Over the past four years we have worked to make our workplace democratic. This is because organisational democracy has helped Agile flourish in our business. In my travels, however, organisational democracy meets with a lot of skepticism - it brings to mind the dysfunctions of our political systems and the spectre of constant voting.
To shed some light on organisational democracy, it's relationship with Agile, and how it works in our business, in the next few posts I will address:
- why Agile needs organisational democracy
- the impact of becoming democratic on my own business
- 10 principles of organisational democracy
- how large and small companies have become democratic
- practical examples of democracy in action.
Why care about organisational democracy?
Around the world organisations are looking for better ways to engage staff and grow positive cultures. Agile looks at the team and individual level, but there's often a disconnect at the organisational level. Organisations frequently struggle to support Agile teams. Servant leadership - the predominant model we have for supporting Agile teams - is a solid foundation, but it's only part of the equation.
Organisational democracy is a way to move beyond "command and control" cultures to more successful, fairer and respectful workplace relationships. Organisational democracy can help us deliver value to our company, teams and customers.
Being democratic is not as simple as voting. It's about finding out what we need as an organisation and what's important to our team so that we can decide what work to do and how to do it together. Organisational democracy teaches leaders to work with human nature rather than against it. Instead of forcing staff to do the work the organisation needs, it's about developing the mechanisms to give them an authentic voice at all levels of your operation so that they want to do the work that needs to get done. As happened to me, you may even find yourself changing the organisation to leverage the motivations of your team.
What democracy has meant for me and my business
Since we've embarked on becoming democratic, Boost has become much more resilient.

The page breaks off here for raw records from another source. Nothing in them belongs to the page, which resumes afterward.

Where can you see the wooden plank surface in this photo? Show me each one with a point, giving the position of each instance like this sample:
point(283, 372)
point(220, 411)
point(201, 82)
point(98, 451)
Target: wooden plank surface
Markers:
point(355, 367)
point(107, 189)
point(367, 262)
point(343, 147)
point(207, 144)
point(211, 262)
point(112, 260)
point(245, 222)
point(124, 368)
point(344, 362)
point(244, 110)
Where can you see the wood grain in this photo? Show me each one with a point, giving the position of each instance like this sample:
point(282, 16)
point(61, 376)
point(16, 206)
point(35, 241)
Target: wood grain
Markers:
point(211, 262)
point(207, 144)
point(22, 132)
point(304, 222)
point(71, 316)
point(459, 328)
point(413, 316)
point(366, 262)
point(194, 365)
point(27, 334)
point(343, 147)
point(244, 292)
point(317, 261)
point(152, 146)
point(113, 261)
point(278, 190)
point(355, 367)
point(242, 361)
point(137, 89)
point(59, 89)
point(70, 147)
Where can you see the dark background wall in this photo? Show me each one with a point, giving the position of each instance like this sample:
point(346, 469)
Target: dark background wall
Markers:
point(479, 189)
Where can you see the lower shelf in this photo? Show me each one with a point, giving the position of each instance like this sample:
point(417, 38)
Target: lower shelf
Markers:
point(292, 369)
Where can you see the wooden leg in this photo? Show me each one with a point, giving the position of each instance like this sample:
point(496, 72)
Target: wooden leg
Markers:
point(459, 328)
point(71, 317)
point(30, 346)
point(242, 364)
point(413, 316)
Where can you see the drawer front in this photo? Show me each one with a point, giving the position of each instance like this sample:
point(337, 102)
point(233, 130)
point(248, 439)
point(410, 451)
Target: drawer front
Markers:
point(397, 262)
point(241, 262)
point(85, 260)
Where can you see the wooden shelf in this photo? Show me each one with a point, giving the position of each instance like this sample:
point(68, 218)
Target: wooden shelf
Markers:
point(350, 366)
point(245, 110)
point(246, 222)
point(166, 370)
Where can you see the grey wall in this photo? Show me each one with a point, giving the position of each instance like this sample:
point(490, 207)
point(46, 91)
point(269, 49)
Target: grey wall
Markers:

The team is and has always been self‑organising and self‑managing, but now they operate in a way that's more holistic and that encompasses the whole business rather than just the work each individual is doing. Our teams are more stable, and people are happier. The management team is able to focus more on the strategic side of the business and far less on the operational side.
As the owner of Boost, I've been able to design my role in a way that meets my needs.
In 2013, our major client, the New Zealand Government, decided they wanted to stop spending money. In around May each year, the phone would typically ring constantly with calls from our clients wanting to spend significant money to empty their budgets before the end of their financial year. In 2013, for the first time in 13 years this didn't happen, and we saw an instant reduction in our income of around 30%.
At the same time, I was thinking about what I wanted from my relationship with my family and how I wanted to live and work. I thought, "What would I do if I wasn't afraid?", and so I shifted 600 miles away from the business, which was in the capital city of New Zealand, to a mountain town in a different island.
Not the traditional thing you'd do when your business is going through a cash-flow crisis! Moving meant I was in the office less and gave the staff a chance to grow. They stepped up and formed an approach to sales that's diffused through the organisation rather than being concentrated with me and a couple of others. We filled that 30% reduction in income in the first four or five months with work from a completely new sector.
Now, I live in Queenstown, which is my idea of paradise.